Le Premier ministre a fait ces déclarations à l’occasion de sa présentation hier jeudi à l’Assemblée Nationale du bilan de l’action gouvernementale pour l’année écoulée 2025 et ses perspectives pour l’année en cours 2026.
L’Etat mettra en place également dans le même souci et pour la première fois dans les tribunaux, d’un service de traduction dans les langues nationales, à travers le recrutement de 32 traducteurs agréés, a précisé Diay.
Il s’agit ici de la première promotion de traducteurs recrutés, afin d’assurer l’équité et l’autonomisation de l’ensemble des justiciables.
Toujours selon le Chef du Gouvernement, les travaux se poursuivront dans le cadre du développement des compétences cognitives des magistrats et des auxiliaires de justice, et du renforcement de la spécialisation judiciaire, en vue de finaliser les procédures de création de l’Institut supérieur de formation des magistrats et des professions judiciaires, à travers la nomination de sa direction générale, l’aménagement d’un siège provisoire et le recrutement de ses cadres administratifs et pédagogiques.
Parallèlement, un vaste programme de formation continue et d’échanges d’expériences entre les équipes judiciaires sera mis en œuvre, a-t-il indiqué.

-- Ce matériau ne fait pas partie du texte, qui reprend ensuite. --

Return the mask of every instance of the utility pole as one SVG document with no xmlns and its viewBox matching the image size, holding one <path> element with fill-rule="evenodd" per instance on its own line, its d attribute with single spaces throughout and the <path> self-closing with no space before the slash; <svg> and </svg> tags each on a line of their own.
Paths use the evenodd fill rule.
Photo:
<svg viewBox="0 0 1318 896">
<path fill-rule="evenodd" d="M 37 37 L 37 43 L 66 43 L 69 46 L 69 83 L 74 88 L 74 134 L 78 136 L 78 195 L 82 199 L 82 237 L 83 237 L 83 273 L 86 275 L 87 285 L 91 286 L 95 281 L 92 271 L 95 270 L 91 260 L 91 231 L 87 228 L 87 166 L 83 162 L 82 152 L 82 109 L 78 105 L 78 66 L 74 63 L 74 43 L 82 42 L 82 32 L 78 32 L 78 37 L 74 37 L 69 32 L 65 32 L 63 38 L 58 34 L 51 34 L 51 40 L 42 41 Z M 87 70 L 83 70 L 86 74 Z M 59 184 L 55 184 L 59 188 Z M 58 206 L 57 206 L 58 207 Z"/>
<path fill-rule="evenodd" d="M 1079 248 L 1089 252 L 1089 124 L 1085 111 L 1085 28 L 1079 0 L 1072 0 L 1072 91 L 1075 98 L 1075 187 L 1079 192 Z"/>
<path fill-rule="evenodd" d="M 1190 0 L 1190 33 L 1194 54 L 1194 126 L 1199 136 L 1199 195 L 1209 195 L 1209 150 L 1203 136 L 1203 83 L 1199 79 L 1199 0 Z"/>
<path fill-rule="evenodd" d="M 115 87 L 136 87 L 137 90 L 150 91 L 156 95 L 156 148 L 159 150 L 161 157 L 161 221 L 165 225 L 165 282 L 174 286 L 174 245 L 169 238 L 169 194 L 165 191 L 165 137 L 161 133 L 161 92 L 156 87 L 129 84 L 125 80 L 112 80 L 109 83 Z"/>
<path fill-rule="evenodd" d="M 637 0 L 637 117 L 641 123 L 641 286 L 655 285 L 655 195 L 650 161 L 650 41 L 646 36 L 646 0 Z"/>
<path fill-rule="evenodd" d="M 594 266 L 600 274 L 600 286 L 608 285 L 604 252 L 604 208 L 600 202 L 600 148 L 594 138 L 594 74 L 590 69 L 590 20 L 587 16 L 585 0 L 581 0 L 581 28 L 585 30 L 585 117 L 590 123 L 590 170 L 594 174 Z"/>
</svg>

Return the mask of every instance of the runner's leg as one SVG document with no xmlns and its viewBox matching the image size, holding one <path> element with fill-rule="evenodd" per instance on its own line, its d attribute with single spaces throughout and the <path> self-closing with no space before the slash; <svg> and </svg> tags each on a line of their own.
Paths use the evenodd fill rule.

En particulier, au cours de l’année 2026, il sera procédé au recrutement de 40 magistrats et de 60 greffiers, ainsi qu’à la mise en place, pour la première fois dans les tribunaux, d’un service de traduction dans les langues nationales, à travers le recrutement de 32 traducteurs agréés, en tant que première promotion, afin d’assurer l’équité et l’autonomisation de l’ensemble des justiciables.
Le gouvernement œuvrera également au développement du système judiciaire et à la consécration de l’État de droit, à travers la poursuite de la mise en œuvre du document national de réforme et de modernisation de la justice. Il s’agira de consolider l’indépendance du pouvoir judiciaire par l’actualisation et l’amélioration des textes législatifs, d’accélérer les procédures judiciaires, de renforcer les capacités et de permettre aux organes de contrôle et d’inspection judiciaire d’accomplir pleinement leurs missions.